The team estimates that YouTube currently has 300 hours of video
being uploaded every minute, and this could “grow to
1,000–1,700 hours per minute (1–2 exabytes of video data per
year) by 2025 if we extrapolate from current trends.”
Twitter, meanwhile, currently generates 500 million tweets/day,
each about 3 kilobytes including metadata, the report states.
“While this figure is beginning to plateau, a projected
logarithmic growth rate would suggest a 2.4-fold growth by 2025,
to 1.2 billion tweets per day, 1.36 petabytes/year.”

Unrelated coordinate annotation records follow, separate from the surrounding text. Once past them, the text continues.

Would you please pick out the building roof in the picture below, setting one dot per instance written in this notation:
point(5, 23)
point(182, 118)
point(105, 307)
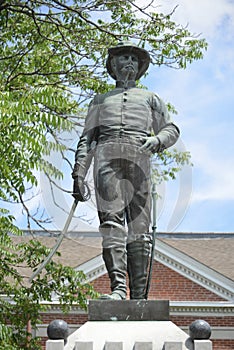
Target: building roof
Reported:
point(207, 259)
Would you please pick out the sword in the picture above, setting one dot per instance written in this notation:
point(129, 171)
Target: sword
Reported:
point(58, 242)
point(154, 228)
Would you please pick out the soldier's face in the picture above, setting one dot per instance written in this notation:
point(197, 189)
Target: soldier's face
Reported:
point(126, 66)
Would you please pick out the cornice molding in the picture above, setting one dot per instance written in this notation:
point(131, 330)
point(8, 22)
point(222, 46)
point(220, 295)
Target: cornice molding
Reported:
point(177, 308)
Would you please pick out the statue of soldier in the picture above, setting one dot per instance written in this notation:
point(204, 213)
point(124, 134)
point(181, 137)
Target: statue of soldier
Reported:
point(123, 128)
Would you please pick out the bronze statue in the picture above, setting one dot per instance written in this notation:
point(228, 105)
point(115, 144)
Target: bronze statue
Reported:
point(123, 128)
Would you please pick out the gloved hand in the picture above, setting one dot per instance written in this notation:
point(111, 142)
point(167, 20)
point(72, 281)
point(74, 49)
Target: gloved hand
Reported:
point(152, 144)
point(79, 189)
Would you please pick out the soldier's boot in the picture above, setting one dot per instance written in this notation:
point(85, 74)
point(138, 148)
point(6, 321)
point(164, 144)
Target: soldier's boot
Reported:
point(116, 264)
point(138, 253)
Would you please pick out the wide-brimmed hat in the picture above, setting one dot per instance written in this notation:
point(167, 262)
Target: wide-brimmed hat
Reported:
point(128, 46)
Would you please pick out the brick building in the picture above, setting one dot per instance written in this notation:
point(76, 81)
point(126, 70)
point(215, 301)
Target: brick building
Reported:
point(193, 271)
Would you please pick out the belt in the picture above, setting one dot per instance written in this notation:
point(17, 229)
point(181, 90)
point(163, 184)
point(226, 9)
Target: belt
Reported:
point(138, 141)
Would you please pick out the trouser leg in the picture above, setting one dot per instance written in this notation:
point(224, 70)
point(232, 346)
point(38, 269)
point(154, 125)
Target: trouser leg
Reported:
point(116, 264)
point(138, 253)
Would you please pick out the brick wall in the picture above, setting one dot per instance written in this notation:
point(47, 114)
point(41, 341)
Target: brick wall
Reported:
point(166, 284)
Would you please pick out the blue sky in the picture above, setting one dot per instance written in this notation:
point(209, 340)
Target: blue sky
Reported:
point(202, 197)
point(203, 95)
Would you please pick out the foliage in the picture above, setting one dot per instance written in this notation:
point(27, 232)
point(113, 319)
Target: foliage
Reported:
point(52, 61)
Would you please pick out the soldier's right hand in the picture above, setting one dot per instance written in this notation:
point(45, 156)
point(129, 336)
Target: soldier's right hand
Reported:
point(79, 189)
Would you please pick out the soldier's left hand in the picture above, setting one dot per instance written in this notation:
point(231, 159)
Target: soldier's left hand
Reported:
point(151, 144)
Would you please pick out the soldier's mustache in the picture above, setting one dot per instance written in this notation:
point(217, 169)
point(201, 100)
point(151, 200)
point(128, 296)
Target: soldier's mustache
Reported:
point(129, 66)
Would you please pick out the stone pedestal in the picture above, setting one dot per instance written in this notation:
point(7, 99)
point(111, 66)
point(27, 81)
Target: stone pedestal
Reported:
point(128, 310)
point(130, 325)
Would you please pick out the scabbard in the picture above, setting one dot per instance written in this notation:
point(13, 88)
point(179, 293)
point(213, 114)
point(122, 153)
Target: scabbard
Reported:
point(58, 242)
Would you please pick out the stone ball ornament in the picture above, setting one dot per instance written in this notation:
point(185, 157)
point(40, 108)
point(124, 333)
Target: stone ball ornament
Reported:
point(58, 329)
point(199, 329)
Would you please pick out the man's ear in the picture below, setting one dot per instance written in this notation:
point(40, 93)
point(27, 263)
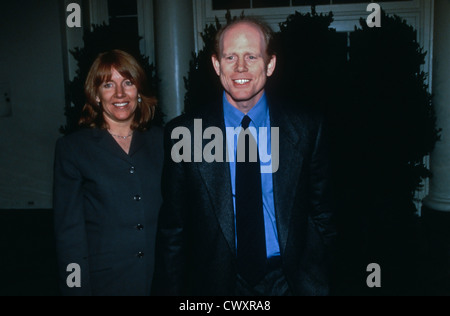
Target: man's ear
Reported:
point(271, 65)
point(216, 64)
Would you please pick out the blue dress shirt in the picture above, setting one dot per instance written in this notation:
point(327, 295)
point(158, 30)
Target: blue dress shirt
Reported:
point(259, 115)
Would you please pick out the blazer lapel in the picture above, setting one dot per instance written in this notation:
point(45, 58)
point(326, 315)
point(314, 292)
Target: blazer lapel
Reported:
point(136, 143)
point(106, 142)
point(216, 176)
point(285, 180)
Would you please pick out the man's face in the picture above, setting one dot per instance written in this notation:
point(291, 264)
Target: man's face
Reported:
point(242, 66)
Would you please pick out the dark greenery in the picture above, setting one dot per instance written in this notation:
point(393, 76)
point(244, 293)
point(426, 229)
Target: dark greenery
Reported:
point(201, 71)
point(381, 122)
point(101, 39)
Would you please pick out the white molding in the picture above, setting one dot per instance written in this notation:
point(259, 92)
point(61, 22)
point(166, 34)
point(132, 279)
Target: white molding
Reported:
point(417, 13)
point(146, 28)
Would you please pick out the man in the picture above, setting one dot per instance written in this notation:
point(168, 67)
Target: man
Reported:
point(225, 228)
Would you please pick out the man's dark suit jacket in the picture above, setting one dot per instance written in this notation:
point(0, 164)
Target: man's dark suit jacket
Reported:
point(106, 205)
point(196, 231)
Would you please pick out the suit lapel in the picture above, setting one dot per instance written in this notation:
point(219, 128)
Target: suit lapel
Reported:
point(216, 176)
point(136, 143)
point(106, 142)
point(285, 180)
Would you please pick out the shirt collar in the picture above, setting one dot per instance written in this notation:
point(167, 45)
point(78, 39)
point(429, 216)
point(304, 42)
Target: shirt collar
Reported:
point(258, 114)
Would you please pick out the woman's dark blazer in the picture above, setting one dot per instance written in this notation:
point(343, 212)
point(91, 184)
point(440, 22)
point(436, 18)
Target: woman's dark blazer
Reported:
point(106, 204)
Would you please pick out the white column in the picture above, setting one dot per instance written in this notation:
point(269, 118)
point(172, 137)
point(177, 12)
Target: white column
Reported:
point(174, 35)
point(439, 197)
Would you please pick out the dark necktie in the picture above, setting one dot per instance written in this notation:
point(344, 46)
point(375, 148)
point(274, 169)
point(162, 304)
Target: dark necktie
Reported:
point(251, 240)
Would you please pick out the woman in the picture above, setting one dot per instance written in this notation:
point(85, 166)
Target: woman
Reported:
point(107, 185)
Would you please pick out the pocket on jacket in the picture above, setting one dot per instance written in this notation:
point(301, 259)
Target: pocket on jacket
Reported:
point(100, 262)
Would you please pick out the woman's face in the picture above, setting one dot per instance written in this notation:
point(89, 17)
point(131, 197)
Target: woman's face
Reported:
point(118, 97)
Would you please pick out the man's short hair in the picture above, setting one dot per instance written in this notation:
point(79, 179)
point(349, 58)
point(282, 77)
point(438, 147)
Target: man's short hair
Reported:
point(265, 29)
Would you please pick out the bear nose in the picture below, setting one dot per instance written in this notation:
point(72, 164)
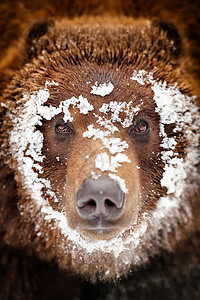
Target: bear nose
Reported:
point(100, 199)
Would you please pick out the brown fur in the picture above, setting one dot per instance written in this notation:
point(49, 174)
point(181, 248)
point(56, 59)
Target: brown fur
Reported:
point(70, 51)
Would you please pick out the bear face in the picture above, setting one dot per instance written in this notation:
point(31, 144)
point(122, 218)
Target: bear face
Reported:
point(104, 147)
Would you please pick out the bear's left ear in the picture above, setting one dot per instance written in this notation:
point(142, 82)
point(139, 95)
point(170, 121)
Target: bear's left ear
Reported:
point(36, 31)
point(173, 36)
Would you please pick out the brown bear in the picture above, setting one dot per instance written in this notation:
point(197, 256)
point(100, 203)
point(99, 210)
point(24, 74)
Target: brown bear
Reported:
point(99, 165)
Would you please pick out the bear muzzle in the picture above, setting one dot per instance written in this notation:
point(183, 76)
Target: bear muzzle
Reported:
point(100, 201)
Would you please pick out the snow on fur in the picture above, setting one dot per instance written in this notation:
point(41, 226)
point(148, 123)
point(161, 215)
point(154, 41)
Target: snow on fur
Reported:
point(26, 145)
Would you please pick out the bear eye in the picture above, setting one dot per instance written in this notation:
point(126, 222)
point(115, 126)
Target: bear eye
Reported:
point(141, 127)
point(63, 128)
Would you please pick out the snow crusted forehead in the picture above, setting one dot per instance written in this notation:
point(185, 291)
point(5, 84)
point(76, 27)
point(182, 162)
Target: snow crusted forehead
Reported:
point(180, 174)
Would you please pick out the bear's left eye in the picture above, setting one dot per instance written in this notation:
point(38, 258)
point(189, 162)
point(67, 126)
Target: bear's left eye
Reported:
point(140, 127)
point(63, 128)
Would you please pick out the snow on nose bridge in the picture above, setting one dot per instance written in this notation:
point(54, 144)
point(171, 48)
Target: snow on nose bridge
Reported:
point(111, 155)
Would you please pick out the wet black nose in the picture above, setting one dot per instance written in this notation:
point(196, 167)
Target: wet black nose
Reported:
point(100, 199)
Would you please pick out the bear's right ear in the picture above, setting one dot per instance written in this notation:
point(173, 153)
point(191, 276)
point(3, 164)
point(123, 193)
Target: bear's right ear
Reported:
point(173, 36)
point(36, 31)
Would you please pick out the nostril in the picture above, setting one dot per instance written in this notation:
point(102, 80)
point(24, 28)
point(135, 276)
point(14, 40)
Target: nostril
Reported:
point(109, 203)
point(100, 199)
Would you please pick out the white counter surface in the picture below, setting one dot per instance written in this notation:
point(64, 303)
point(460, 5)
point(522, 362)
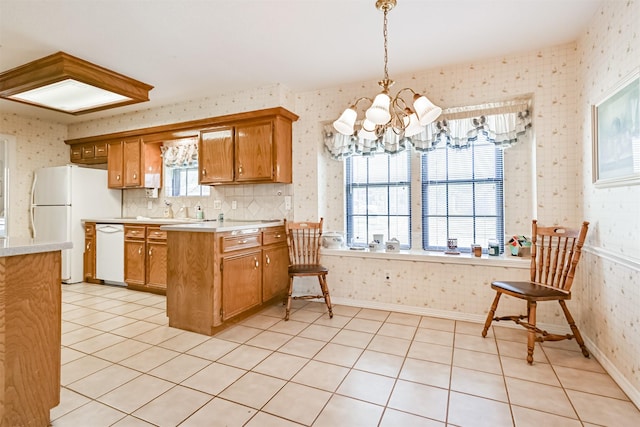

READ MORE: Quoi?! British DNA is 40% French, Oxford study finds
In other words, data acquisition in these domains is expected to
grow by up to two orders of magnitude in the next decade, the
researchers say.
“Although total genomic data could far exceed the demands for
the others, with the right new innovations the net requirements
could be similar to the domains of astronomy and YouTube,”
according to the report.
The most practical, and perhaps only, solution for distributing
genome sequences at a population scale, the researchers say, is
to use “cloud-computing systems that minimize data movement
and maximize code federation.”
The report adds that new developments from companies like Google,
Amazon, and Facebook that include applications designed to
“fit the frameworks of distributed computing efficient data
centers and distributed storage and cloud computing
paradigms” are also expected to be part of the solution.
Last but not least, authentication, encryption, and other
security safeguards “must be developed” to ensure that
genomic data remain private, the researchers wrap up.